We argue that researchers’ openness is demonstrated throughout the research process when:

  • they are inspired by considerations of use at the start,
  • they make efforts to identify users, intermediaries and the potential use of the research when planning their research,
  • they execute their research project using users’ knowledge
  • they disseminate their findings to users in ways that users provide feedback on what might be useful in the future, and
  • they reflect on their potential future avenues of research and how they position themselves as researchers.

Thus, we define openness as an observable characteristic of researchers allowing the incorporation in some ways of the users’ influences into the research process, which is more likely to lead to the production of new knowledge because of its shared knowledge-base with users.

We empirically tested the ‘openness’ characteristic with an existing database of 1583 researchers of the Spanish Council of Scientific Research (CSIC). We found a general tendency that researchers who are open at one stage of the process tend also to be open at other stages of the research process. We also looked at the factors that affect researchers’ openness, finding that personal factors (such as researchers’ identity and past positive experiences in engagement practices) are strongly associated with researchers’ openness.

The message of our exploratory piece of research suggest encouraging to ensure researchers have sufficient opportunities to engage with societal users, and to ensure that academic training underlines the relevance of conducting research taken into account non-academic influences, as a way of increasing its impact – since it is at the stage of the academic formation when academic identity is shaped. At the same time, policy-makers should not fall prey to simplistic management of identifying every project with a user, since creating usable knowledge is a process that builds up progressively and in a systemic way.

Despite the findings suggesting that ‘open’ researchers demonstrate openness throughout the entire research process, we should make a distinction here between the value of those opportunistic researchers who only work ‘in an open way’ in those research stages where it counts for promotion, ranking or other evaluations.

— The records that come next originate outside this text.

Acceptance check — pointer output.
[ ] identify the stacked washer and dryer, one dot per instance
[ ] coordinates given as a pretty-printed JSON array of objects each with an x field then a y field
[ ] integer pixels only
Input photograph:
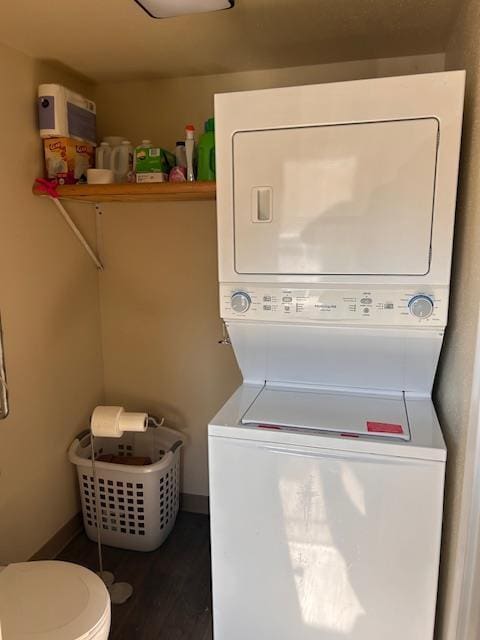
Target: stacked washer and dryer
[{"x": 335, "y": 221}]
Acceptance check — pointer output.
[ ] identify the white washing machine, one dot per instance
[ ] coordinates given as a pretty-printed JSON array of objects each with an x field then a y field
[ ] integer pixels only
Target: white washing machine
[{"x": 335, "y": 220}]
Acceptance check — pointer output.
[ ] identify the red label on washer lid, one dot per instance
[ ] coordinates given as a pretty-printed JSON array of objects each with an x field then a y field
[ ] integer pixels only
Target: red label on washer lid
[{"x": 384, "y": 427}]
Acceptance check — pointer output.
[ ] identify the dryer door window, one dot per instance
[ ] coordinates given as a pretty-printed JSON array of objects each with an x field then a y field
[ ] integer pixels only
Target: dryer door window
[{"x": 347, "y": 199}]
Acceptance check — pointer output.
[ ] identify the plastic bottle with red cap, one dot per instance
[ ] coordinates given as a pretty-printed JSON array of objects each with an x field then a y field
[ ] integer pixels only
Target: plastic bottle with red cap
[{"x": 190, "y": 151}]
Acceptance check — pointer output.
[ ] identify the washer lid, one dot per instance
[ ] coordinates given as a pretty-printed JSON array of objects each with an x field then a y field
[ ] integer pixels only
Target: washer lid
[
  {"x": 51, "y": 601},
  {"x": 346, "y": 413}
]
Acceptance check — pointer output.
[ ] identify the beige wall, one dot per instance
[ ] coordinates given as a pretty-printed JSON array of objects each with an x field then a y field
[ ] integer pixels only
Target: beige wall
[
  {"x": 453, "y": 389},
  {"x": 159, "y": 290},
  {"x": 50, "y": 314}
]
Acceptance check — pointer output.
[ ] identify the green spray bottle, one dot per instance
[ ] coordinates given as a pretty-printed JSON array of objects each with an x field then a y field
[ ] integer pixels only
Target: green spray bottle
[{"x": 206, "y": 152}]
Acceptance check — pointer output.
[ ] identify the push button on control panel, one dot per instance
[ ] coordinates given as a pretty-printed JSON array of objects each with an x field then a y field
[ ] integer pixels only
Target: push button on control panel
[{"x": 241, "y": 302}]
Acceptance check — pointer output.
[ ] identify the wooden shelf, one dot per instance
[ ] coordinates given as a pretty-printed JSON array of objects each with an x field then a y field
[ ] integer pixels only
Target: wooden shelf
[{"x": 154, "y": 192}]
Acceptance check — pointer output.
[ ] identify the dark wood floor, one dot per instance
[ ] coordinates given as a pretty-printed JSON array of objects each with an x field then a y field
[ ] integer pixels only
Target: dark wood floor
[{"x": 172, "y": 593}]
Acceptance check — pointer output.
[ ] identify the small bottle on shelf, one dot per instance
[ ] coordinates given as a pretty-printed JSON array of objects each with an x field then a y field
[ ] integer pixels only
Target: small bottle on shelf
[{"x": 190, "y": 151}]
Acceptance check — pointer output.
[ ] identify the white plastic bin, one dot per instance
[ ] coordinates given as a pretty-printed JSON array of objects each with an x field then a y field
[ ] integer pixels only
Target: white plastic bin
[{"x": 138, "y": 504}]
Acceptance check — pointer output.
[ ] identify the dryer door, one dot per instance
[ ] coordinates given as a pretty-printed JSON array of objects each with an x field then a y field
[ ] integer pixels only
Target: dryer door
[{"x": 347, "y": 199}]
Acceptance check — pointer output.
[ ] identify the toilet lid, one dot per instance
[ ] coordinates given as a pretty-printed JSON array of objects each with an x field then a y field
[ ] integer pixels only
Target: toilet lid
[{"x": 51, "y": 600}]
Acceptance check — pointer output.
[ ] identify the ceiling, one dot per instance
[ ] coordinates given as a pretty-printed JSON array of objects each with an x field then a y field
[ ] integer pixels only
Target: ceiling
[{"x": 115, "y": 39}]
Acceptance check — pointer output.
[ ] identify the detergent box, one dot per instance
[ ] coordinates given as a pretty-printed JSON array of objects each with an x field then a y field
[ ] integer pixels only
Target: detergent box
[
  {"x": 67, "y": 160},
  {"x": 153, "y": 160}
]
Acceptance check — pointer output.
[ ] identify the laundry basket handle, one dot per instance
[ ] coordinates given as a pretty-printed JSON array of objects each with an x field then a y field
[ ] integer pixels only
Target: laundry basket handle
[{"x": 175, "y": 445}]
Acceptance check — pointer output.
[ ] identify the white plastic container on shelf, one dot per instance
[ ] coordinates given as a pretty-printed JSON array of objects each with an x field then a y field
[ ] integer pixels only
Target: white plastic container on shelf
[
  {"x": 138, "y": 504},
  {"x": 121, "y": 162}
]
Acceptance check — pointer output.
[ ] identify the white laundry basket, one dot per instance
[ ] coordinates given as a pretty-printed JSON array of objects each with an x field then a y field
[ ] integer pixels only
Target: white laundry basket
[{"x": 138, "y": 504}]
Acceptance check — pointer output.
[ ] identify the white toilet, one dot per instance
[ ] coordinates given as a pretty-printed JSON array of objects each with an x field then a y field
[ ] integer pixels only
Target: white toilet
[{"x": 52, "y": 601}]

We should be cautious in interpreting why researchers demonstrate an open behaviour and future research should aim at providing a better understanding of what makes researchers able to conduct more usable research, determining what kind of researchers are more ‘open’ and whether they do it ‘for the money or the glory’.

Julia Olmos-Peñuela is a Junior Researcher at INGENIO (CSIC-UPV) in Valencia, Spain. Julia’s research interests relate to the study of science-society interactions, with a focus on researchers’ engagement in knowledge transfer and exchange (particularly in the area of Social Sciences and Humanities) and with researchers’ knowledge production. Building on the findings developed in the framework of her doctoral research on science-society interactions in SSH, Julia has published her findings in a range of academic journals including Research Policy and Science and Public Policy as well as diverse platforms such as Research Europe or Weblog Valorisatie.

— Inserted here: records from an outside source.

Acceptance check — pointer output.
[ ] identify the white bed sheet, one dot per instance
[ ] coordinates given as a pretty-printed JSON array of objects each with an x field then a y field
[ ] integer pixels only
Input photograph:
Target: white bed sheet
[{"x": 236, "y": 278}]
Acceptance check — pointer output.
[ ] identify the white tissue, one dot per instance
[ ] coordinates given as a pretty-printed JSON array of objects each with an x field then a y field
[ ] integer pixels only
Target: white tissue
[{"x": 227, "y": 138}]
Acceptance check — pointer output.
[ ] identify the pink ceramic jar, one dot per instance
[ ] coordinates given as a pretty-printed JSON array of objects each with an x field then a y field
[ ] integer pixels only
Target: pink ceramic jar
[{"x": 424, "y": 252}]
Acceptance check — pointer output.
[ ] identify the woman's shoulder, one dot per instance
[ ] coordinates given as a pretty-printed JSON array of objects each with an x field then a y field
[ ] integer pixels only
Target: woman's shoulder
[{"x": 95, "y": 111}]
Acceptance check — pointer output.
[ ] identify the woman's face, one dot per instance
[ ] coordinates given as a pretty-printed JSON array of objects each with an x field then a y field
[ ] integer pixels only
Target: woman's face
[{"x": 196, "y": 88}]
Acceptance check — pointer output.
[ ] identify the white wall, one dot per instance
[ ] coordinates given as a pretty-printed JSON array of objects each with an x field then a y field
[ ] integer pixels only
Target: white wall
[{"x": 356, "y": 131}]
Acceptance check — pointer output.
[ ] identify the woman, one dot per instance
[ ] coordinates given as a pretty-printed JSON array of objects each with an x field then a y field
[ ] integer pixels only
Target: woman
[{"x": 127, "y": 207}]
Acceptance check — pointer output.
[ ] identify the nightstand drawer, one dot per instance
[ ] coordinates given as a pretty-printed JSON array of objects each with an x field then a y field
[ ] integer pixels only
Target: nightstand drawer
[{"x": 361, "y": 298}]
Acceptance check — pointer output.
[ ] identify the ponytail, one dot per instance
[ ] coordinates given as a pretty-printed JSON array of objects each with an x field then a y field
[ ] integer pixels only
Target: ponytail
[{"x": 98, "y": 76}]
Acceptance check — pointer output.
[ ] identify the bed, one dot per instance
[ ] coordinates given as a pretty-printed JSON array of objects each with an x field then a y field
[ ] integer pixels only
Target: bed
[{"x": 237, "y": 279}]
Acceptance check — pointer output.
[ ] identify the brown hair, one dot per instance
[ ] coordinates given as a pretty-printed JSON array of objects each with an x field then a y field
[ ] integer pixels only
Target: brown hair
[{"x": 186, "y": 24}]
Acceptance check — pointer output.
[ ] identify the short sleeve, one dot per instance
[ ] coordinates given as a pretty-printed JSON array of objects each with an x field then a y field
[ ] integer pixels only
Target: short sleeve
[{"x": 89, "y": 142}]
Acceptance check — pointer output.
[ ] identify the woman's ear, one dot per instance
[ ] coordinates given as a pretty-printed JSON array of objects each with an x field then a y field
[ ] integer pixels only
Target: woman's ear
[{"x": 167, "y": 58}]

Paul Benneworth is a Senior Researcher at the Center for Higher Education Policy Studies at the University of Twente, the Netherlands.  Paul’s research concerns the relationships between universities and society, valorisation, innovation and regional development.  He is the editor of Universities and Regional Development (Routledge, 2012), University engagement with socially-excluded communities (Springer, 2013), and the Social Dynamics of Innovation Networks (Routledge, 2014, forthcoming).  He tweets as@heravalue

Elena Castro-Martínez is a tenured scientist working at INGENIO (CSIC-UPV)in Valencia, Spain. She has been responsible for setting up the network of Technology Transfer Offices (TTO) in Spanish universities and public research bodies, and managed science-industry collaboration through programs supported by the Spanish National R&D Plan and she has led from 1995 to 2004 the CSIC (Spanish National Research Council) Knowledge Transfer Office in Valencia.  Her main research interests are sectoral systems of innovation, knowledge transfer and exchange processes, and the design, evaluation and management of research and innovation policies.